Boonstra taught school for a few years before having her children, then home-schooled two of the three for a total of five years. “I did at one point work toward re-licensing, but then I got pregnant with my third. That put it on hold,” she said. “I started to value teaching my own children but not teaching in the public arena. I started wanting to learn new things. I had this desire to know more about business. I never said ‘I don’t like teaching.’ I love teaching, I love kids. I just slowly moved away from it.”
Her role is running the office, handling advertising, client sales and franchise sales. Her husband, “a numbers guy,” is a full partner in the business but will primarily work behind the scenes. “There’s a lot of numbers in this business,” Boonstra said. “It’s really such a great fit for both of us. I’m the people person — I love to meet new people. He can come in and tie it all together. It’s an amazing balance. I’m in awe everyday, how well this fits us.”
How does your teaching experience apply to your current role?
The teaching degree did a lot for me. I couldn’t have been the mom I’ve been without the teaching experience. I learned to be organized, have a plan, then monitor what happens and adjust to the current situation. Things don’t always go according to plan, and you have to be flexible. It’s the same in the business world — there are situations that arise, and you have to be there to meet the need.
Teachers are taught to be lifelong learners, to help our students to be lifelong learners. I’m constantly learning and growing, and I’m not afraid to step out and try new challenges.
Which job is harder — teaching or running a business?
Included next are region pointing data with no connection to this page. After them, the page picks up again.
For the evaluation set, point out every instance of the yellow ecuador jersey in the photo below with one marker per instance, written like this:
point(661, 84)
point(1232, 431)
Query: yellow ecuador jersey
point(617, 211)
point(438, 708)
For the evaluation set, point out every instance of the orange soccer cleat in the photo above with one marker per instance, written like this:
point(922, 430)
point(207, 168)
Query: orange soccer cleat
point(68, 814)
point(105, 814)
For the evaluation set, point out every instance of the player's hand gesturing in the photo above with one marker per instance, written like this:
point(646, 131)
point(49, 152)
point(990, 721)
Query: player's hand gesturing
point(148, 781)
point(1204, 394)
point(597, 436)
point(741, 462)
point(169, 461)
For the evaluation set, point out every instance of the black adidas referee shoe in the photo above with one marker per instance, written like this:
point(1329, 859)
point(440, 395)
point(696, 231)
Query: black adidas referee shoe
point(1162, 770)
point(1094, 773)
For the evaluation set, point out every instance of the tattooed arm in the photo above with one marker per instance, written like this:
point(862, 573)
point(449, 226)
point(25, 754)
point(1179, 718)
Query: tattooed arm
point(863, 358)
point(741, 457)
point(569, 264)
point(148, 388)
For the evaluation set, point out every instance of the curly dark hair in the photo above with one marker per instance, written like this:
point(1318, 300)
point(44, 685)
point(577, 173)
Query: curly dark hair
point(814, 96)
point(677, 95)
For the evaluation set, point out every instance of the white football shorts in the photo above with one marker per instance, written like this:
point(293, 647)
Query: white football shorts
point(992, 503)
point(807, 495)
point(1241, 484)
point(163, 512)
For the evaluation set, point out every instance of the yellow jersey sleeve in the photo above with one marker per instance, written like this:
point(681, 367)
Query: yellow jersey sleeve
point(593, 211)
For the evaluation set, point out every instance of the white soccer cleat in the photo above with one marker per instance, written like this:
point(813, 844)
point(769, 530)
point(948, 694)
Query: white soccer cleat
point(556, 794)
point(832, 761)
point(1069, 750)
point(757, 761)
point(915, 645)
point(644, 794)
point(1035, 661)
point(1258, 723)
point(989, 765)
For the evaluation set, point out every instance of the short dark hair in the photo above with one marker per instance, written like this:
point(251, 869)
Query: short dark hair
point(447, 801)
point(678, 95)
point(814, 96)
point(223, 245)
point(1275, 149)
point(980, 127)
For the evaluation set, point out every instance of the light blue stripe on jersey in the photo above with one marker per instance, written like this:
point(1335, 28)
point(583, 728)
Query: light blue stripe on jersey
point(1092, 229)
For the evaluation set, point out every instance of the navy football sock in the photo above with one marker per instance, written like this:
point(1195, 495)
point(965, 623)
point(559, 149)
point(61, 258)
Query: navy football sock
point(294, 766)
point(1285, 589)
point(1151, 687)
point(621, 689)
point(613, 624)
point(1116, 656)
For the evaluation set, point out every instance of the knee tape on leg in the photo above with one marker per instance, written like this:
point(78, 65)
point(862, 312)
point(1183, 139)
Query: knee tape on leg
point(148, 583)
I’d say home schooling is the hardest job I’ve ever done. It’s several jobs in one, and there’s not enough time in the day to do it all. You’re a jack of all trades, balancing housework and schoolwork, trying to influence your children with your values. You have to watch how you are responding to them. If you’re having a down day, how much of that do you make known to them? You don’t want to burden them, but they need to learn to be empathetic.
What’s been the biggest challenge in becoming a business owner?
I’ve been in control at home, and now I’m leaving my teenagers in control of the house. That’s an adjustment for me. My husband says, “You’re on the phone again with them?” I did come home last Friday afternoon and discovered my 7-year-old had not had lunch. For the most part, they are really rising to the occasion, and it’s been good. I do have very responsible children — I don’t know if that’s the home school thing. I’d like to think so.